O presidente tem estado repetidamente em desacordo com a liderança do Partido Republicano no Senado sobre uma questão em explicit – um projeto de lei eleitoral conhecido como Lei SAVE America, que imporia novas regras estritas para o registo para votar e para votar. Thune explicou repetidamente que o projeto de lei, ao qual os democratas e alguns republicanos se opõem, não tem votos para ser aprovado no Senado. Mas o presidente encorajou Thune a encontrar uma maneira de conseguir isso, inclusive alterando as regras do Senado, se necessário.
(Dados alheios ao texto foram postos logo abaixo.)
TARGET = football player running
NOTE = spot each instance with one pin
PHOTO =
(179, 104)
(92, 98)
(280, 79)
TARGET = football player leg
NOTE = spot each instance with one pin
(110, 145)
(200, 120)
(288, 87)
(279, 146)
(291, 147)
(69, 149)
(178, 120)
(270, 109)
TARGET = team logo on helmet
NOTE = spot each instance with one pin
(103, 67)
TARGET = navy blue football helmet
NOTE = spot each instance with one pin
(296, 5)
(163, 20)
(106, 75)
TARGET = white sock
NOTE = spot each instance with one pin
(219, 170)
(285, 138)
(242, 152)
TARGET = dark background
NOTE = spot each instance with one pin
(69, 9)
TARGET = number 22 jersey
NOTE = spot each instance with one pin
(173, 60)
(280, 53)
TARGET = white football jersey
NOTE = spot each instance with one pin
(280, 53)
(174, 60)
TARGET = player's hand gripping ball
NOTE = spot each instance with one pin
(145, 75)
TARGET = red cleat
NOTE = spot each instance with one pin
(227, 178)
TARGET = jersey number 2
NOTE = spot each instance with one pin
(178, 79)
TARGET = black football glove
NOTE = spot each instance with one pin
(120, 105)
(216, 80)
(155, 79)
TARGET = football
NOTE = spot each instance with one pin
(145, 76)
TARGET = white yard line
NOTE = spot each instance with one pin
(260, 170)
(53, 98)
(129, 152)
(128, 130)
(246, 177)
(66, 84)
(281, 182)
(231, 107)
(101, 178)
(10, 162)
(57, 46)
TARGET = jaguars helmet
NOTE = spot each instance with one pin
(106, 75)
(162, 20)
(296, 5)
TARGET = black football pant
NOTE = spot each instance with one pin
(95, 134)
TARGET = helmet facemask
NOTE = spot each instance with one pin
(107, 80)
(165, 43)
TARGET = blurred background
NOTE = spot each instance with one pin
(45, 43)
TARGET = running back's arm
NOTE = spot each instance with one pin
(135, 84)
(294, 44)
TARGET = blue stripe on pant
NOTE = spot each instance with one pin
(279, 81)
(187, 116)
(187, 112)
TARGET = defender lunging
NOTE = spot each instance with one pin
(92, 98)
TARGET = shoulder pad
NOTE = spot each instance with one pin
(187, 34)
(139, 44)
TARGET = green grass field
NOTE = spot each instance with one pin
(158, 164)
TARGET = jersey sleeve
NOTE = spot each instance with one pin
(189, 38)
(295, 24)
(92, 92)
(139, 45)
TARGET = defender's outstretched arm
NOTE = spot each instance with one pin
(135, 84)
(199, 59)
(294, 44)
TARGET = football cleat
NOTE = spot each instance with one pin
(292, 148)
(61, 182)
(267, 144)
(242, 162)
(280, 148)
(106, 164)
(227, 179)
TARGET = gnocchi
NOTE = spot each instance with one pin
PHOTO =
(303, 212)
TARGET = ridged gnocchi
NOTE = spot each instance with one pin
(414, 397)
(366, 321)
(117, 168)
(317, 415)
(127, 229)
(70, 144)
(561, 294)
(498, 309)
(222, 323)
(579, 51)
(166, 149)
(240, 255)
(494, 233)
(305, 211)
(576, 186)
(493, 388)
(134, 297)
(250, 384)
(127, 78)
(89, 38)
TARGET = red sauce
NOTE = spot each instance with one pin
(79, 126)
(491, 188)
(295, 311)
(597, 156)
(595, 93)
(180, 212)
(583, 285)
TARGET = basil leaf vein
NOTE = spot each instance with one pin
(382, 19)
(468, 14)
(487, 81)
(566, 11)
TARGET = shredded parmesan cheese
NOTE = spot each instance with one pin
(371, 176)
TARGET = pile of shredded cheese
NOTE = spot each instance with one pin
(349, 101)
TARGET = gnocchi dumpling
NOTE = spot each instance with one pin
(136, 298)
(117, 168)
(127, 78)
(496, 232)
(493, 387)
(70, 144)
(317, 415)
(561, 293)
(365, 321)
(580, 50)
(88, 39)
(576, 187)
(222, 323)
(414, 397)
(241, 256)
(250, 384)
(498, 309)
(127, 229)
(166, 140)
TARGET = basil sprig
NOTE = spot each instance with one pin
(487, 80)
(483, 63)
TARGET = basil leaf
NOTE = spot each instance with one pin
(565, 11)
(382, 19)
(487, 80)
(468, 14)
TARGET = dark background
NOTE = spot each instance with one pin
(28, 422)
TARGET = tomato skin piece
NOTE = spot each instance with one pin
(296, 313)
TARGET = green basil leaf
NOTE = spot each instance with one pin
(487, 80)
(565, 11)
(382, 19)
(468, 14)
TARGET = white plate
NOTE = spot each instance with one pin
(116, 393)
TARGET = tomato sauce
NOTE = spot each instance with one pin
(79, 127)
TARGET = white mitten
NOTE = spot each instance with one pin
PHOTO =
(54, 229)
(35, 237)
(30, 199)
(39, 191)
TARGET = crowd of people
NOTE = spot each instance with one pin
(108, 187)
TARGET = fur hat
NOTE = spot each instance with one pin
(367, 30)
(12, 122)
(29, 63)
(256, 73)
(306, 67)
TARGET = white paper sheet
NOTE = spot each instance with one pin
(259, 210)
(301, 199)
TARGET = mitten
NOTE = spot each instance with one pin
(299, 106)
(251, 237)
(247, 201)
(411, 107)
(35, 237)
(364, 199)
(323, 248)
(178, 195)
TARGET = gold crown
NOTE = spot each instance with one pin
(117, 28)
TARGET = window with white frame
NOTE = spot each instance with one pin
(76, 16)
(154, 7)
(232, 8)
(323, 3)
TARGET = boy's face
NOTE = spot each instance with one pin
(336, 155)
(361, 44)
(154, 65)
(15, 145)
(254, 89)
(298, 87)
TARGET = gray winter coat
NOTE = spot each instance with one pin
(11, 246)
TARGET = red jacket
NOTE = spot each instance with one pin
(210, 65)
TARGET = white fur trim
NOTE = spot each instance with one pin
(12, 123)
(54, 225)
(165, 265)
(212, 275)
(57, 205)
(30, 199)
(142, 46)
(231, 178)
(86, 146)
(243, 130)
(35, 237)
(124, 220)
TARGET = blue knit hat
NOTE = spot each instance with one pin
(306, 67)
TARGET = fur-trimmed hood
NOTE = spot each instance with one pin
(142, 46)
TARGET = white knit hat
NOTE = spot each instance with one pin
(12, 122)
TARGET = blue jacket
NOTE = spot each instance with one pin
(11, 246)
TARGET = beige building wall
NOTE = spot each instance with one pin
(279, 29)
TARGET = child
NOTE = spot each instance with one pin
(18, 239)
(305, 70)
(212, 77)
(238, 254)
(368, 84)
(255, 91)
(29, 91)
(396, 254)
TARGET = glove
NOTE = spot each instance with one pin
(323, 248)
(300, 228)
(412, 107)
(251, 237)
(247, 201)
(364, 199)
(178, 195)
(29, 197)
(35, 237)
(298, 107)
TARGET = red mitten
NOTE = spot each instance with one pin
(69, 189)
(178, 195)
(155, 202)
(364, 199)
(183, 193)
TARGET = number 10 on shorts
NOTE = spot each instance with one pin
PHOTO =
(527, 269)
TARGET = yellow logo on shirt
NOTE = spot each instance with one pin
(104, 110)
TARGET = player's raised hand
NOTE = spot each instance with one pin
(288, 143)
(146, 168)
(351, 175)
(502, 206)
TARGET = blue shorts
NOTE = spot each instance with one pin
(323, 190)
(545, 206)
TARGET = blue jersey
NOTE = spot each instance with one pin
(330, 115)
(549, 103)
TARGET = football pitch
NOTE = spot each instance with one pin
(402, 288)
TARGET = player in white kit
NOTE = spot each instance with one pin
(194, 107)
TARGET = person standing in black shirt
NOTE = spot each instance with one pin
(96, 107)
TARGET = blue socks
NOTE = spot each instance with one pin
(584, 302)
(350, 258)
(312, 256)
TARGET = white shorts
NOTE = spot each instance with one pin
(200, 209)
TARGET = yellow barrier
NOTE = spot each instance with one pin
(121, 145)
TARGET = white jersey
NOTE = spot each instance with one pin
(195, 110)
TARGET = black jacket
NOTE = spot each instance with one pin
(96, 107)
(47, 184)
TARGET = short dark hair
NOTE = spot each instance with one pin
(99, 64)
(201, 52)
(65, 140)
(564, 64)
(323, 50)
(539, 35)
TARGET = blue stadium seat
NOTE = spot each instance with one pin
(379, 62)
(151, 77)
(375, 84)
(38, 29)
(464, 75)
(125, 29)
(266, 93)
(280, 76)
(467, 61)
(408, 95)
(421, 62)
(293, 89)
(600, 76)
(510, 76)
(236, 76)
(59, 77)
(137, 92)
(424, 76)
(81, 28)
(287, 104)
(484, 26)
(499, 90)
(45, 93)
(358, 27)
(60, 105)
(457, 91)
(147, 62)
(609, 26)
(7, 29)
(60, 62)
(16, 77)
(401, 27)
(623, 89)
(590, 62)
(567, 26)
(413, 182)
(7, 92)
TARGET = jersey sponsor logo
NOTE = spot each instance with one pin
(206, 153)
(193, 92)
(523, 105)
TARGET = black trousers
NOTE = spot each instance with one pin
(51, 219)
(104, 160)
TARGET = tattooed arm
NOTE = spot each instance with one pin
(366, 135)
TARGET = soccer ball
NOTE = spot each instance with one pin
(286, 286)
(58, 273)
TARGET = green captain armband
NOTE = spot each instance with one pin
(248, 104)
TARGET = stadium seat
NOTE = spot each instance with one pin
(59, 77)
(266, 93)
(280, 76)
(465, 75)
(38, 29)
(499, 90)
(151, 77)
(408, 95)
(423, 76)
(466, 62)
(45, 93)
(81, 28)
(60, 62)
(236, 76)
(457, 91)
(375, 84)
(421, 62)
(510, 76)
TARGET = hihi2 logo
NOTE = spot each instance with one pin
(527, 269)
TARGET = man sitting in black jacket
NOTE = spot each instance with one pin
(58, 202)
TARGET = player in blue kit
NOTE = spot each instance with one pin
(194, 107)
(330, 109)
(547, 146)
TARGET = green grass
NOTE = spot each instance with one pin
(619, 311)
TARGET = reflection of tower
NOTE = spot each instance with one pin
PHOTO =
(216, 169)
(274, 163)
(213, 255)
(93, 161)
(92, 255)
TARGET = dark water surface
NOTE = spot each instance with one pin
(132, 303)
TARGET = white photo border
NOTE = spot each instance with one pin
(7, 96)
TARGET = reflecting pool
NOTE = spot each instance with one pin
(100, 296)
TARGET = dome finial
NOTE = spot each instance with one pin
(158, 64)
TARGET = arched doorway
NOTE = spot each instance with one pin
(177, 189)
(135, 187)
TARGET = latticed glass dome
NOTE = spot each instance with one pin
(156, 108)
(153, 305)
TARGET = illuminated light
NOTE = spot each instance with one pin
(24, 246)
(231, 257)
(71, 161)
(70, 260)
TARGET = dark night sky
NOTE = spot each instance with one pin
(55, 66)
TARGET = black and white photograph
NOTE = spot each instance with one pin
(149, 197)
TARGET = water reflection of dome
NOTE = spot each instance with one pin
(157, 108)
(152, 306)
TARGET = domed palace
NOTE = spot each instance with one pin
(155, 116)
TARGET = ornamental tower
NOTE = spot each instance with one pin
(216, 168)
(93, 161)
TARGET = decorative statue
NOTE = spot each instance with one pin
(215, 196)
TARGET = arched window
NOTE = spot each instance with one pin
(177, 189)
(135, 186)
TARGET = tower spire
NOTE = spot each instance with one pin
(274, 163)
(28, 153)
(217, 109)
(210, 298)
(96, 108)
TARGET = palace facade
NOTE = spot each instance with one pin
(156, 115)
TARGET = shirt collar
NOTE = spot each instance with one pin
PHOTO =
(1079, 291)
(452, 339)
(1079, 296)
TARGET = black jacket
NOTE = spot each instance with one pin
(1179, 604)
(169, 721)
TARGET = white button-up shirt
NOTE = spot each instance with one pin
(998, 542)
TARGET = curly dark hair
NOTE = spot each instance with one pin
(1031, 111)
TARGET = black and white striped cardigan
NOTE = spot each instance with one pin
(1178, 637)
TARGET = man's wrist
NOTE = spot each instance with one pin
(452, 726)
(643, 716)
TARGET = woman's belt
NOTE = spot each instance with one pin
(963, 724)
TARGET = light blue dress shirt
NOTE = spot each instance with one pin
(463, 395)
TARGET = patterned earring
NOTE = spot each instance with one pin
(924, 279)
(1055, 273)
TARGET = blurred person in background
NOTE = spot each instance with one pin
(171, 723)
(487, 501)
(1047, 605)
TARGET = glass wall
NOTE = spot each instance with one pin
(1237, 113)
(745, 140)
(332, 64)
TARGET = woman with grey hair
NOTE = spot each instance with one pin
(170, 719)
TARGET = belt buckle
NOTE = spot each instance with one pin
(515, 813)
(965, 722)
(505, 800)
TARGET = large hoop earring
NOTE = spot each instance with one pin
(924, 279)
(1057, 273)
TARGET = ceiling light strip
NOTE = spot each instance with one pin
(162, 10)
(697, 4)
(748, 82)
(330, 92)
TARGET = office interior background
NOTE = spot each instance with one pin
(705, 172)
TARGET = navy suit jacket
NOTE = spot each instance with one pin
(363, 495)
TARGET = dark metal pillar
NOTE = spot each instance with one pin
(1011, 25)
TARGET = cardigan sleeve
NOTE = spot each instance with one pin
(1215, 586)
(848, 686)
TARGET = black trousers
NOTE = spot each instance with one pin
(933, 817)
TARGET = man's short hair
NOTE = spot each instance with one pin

“Ele quer a Lei SAVE e quer Invoice Pulte, isso está claro”, disse Kennedy sobre o presidente. “Mas não é assim que este lugar funciona. Quero dizer, quero um Porsche de aniversário. Não vou comprá-lo.”
A legislação eleitoral fazia parte das exigências de Trump na quarta-feira, quando ele torpedeou os planos do Senado de avançar com a confirmação de Clayton. “[T]Vou acrescentar um pouco de intriga, mas, para o bem da nação e do povo do nosso país, não aprovarei a FISA sem que a LEI SAVE AMERICA a acompanhe”, escreveu o presidente.
Antes da intervenção de 11 horas, esperava-se que Clayton chegasse à confirmação já na quinta-feira, no que teria sido uma vitória significativa para os republicanos do Senado, que agiram rapidamente para acelerar sua nomeação. Fazer isso teria eliminado a necessidade de Pulte assumir as rédeas da comunidade de inteligência, abrindo caminho para os Democratas apoiarem a reautorização da Seção 702.
A Casa Branca não respondeu imediatamente a um pedido de comentário.
Com a última virada do presidente e a realidade da dinâmica na Câmara Alta, os republicanos do Senado não ficaram claros sobre como proceder. Questionado na tarde de quarta-feira sobre o caminho a seguir, Thune disse: “Não tenho certeza se sei a resposta para isso ainda”. Ele disse aos repórteres que não falava com o presidente há alguns dias.
“Este é o seu nomeado e, obviamente, ele tomou a decisão de não avançar neste momento”, disse Thune. “E veremos o que vem a seguir.”
Mas para um líder da maioria que period estranhamente calado, com uma agenda mais uma vez ao sabor dos caprichos do presidente, “um dia de cada vez” period o seu refrão mais consistente.